Okay, let’s face it: there is a very stereotypical view of what a writer looks like floating around out there in Hollywood. On one hand it is nice to see the writing world authenticated as a real profession, but why does it have to be romanticized and appear so glamorous everywhere I look. On Sex In The City, Carrie eats Chinese with chopsticks while rattling off her thoughts cross legged before her keyboard, completely unhampered by a sexy phone call or the honking taxi’s outside her window. Hell, she might even stop mid-article to put on a super-glam outfit and meet the girls for brunch. I mean, wow, that looks great! It makes me want to be a writer! And then in Something’s Gotta Give, Diane Keaton dresses angelically in pure white and writes her plays in a crisp, clean room in the Hamptons, taking long walks on the beach and heated rolls in the hay. Now that looks great too…I want to be a writer like that.

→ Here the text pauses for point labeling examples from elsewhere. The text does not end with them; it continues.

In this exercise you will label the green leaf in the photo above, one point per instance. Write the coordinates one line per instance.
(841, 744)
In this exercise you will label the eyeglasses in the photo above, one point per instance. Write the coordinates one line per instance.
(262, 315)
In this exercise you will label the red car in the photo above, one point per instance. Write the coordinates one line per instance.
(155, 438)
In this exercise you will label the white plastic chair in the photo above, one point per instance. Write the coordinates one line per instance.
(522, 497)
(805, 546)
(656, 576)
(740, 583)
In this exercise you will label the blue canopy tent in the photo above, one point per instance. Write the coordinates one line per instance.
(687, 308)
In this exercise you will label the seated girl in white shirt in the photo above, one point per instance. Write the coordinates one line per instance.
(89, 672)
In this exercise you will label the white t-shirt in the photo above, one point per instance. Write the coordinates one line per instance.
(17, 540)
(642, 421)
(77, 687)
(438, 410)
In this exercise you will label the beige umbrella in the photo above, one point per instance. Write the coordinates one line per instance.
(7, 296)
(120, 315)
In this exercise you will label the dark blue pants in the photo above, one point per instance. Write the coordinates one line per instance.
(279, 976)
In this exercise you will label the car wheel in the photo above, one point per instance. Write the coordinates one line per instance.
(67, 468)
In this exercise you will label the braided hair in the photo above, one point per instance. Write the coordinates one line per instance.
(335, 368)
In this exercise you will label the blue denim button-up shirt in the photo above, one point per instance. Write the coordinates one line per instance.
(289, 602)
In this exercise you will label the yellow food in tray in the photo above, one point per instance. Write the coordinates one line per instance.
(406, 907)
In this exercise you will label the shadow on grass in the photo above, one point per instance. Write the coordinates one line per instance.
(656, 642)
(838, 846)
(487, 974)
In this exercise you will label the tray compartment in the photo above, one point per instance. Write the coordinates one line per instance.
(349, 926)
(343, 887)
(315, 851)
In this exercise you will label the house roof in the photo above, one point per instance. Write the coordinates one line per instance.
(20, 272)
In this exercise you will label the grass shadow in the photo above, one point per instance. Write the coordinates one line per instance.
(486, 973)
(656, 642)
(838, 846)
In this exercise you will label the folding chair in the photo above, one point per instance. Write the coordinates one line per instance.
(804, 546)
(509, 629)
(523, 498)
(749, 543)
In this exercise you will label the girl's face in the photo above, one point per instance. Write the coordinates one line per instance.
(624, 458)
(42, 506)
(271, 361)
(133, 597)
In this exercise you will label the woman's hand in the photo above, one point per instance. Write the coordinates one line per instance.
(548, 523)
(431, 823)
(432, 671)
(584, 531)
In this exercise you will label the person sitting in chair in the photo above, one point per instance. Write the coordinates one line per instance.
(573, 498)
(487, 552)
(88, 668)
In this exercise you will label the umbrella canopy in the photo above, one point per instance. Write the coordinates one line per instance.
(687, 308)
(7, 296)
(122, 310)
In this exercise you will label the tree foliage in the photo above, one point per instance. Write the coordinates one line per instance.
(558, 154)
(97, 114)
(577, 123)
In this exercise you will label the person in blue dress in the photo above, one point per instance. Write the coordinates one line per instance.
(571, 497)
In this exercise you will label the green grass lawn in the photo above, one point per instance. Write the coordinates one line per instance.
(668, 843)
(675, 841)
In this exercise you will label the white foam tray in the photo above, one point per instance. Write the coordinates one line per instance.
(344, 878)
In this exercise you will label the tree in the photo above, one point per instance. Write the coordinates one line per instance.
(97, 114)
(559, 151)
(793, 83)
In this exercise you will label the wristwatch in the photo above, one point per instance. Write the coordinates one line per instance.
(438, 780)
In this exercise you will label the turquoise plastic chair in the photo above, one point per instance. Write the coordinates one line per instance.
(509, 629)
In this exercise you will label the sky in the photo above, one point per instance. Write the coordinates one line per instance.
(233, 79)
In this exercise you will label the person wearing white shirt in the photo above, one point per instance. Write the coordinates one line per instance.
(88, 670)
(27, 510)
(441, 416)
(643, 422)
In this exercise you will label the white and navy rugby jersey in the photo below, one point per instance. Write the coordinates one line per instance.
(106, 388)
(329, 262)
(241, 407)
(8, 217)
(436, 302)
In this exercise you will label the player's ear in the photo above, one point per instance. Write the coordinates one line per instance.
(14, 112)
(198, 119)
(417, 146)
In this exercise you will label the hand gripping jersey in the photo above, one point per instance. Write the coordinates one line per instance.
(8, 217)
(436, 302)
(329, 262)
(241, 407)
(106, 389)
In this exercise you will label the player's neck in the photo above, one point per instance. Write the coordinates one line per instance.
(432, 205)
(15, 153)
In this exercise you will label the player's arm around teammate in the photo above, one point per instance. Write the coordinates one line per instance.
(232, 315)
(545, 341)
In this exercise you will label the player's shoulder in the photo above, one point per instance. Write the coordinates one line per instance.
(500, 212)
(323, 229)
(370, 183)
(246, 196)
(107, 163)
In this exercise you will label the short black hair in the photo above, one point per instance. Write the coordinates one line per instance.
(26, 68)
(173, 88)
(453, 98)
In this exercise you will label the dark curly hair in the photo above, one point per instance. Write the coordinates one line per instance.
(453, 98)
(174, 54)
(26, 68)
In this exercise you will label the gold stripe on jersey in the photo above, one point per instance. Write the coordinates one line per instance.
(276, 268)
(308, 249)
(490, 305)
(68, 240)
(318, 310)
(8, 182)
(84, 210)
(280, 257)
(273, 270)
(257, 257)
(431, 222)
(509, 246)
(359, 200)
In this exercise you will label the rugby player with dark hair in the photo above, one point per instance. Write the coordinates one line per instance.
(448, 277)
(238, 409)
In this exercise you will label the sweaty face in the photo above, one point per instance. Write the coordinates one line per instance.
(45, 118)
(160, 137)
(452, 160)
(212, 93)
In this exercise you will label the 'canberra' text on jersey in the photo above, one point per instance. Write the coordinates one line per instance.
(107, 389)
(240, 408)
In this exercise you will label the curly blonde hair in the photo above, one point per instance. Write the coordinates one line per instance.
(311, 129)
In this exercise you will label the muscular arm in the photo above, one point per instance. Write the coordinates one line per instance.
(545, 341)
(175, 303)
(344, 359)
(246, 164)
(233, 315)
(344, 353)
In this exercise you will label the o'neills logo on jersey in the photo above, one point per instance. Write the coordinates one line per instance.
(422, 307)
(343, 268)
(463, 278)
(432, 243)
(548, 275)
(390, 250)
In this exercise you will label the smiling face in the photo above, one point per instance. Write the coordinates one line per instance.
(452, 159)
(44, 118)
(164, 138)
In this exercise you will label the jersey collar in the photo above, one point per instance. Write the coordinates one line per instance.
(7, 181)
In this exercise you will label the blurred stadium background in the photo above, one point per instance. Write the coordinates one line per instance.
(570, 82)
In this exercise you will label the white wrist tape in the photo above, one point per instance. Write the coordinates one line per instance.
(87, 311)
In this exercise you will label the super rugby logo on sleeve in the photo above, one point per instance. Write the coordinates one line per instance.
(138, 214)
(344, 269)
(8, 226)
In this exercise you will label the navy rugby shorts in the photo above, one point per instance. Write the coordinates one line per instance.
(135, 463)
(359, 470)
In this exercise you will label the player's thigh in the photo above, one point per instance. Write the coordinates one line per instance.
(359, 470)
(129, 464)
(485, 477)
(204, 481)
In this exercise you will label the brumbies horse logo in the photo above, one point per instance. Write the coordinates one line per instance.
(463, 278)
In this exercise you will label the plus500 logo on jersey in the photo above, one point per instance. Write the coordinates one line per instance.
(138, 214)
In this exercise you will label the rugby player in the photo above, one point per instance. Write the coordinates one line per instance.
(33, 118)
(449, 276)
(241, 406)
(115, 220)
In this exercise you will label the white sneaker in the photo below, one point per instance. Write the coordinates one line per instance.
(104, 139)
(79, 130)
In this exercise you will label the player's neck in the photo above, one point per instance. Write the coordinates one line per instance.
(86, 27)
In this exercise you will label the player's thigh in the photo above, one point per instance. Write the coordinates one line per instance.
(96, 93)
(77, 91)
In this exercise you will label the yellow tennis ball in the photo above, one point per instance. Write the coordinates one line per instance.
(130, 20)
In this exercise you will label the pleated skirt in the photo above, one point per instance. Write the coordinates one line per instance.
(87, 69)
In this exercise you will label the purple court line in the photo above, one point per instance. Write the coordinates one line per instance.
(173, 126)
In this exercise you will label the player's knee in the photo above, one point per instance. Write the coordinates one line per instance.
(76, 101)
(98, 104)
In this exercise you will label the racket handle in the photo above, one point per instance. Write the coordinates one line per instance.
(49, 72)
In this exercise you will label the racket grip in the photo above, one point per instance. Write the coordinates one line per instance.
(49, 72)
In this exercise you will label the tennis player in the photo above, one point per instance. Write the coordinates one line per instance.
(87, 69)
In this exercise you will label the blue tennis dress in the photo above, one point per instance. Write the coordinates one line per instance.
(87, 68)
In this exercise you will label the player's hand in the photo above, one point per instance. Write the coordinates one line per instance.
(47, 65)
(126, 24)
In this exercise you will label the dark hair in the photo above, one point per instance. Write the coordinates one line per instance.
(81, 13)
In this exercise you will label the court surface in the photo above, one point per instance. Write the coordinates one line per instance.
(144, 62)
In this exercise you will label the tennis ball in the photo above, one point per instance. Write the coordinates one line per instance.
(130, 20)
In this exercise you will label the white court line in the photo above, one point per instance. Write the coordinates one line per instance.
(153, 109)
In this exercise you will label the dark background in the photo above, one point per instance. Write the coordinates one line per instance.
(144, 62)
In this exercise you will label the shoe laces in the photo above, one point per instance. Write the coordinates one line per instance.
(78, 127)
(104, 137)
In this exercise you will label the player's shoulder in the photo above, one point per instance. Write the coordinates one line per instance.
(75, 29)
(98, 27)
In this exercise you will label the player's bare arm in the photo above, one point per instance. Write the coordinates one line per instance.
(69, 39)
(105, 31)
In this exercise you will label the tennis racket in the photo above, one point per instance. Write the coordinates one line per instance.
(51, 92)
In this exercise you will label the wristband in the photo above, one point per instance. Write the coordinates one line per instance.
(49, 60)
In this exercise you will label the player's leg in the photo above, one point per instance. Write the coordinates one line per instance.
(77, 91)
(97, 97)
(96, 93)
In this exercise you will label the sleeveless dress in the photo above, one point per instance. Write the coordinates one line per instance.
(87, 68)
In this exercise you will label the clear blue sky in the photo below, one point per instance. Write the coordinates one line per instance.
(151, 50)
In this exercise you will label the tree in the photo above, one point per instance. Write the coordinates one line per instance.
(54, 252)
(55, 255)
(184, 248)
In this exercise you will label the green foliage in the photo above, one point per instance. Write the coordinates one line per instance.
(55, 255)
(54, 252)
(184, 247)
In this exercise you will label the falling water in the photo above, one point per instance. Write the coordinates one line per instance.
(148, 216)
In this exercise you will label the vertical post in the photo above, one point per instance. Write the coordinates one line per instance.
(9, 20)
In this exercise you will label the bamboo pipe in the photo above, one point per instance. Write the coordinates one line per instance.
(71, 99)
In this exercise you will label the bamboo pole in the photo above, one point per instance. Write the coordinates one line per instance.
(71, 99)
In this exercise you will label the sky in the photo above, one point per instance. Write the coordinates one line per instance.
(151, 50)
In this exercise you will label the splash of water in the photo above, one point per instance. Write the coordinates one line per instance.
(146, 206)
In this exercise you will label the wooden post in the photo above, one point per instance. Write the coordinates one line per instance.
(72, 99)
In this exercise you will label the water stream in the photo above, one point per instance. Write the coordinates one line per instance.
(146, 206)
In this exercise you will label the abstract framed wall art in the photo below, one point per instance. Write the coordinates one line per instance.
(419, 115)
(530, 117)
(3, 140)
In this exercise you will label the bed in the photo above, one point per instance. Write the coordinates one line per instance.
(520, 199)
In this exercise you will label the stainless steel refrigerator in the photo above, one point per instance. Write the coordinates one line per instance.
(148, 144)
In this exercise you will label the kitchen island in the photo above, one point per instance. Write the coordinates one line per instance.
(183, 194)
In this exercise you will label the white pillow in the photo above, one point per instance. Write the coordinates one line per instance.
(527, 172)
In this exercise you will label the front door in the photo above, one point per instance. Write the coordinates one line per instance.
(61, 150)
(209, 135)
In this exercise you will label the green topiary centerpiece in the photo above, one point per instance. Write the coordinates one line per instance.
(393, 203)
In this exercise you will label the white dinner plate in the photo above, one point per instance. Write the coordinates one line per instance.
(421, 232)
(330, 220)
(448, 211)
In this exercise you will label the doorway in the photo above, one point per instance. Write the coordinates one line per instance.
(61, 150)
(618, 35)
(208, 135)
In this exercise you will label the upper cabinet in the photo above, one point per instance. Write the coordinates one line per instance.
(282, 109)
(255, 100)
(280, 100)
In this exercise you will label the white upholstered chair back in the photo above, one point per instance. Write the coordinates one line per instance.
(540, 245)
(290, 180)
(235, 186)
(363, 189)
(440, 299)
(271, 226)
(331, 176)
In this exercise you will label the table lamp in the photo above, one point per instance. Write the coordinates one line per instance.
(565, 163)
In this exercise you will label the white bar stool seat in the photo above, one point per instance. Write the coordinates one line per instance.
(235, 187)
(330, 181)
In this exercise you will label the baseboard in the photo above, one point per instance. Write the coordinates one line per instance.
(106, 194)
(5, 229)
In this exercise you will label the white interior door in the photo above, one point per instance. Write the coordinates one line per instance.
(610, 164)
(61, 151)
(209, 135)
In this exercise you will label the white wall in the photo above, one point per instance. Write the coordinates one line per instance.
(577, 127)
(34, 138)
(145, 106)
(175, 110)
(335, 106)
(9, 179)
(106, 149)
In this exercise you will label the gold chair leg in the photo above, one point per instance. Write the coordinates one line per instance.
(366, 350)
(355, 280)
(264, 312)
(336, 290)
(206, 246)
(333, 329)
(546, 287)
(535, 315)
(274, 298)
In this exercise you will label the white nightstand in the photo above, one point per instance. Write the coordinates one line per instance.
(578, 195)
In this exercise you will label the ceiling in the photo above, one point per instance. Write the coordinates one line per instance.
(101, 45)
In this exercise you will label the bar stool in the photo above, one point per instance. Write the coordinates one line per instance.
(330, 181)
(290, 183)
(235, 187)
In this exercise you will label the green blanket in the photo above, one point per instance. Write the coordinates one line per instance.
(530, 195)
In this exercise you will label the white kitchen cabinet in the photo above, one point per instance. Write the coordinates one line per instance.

But in truth, I have yet to meet a writer that lives or works quite like that. The ones I have met are holed up in dark rooms wearing yesterday’s faded sweatpants and a fun-bun hair-do surrounded by stale pretzels and several half empty coffee mugs. And have I mentioned that they write amid the piles of clutter that never fails to gather as their work begins to pick up steam. Sleep? Never. Long walks? A thing of the past. The only thing that exists is the work.
I, for one, write when I can – in the parking lot at school, on a bench at the playground, on the beach (my most productive!) – I steal every spare moment. It seems that my characters stubbornly move along at their own pace and rarely wait for a convenient moment for me…the mere documentarian of their lives.
So I watch these writers on TV and in the movies and wonder why everyone hasn’t tried to become a writer. Or have they? Is that why it is almost impossible to get published?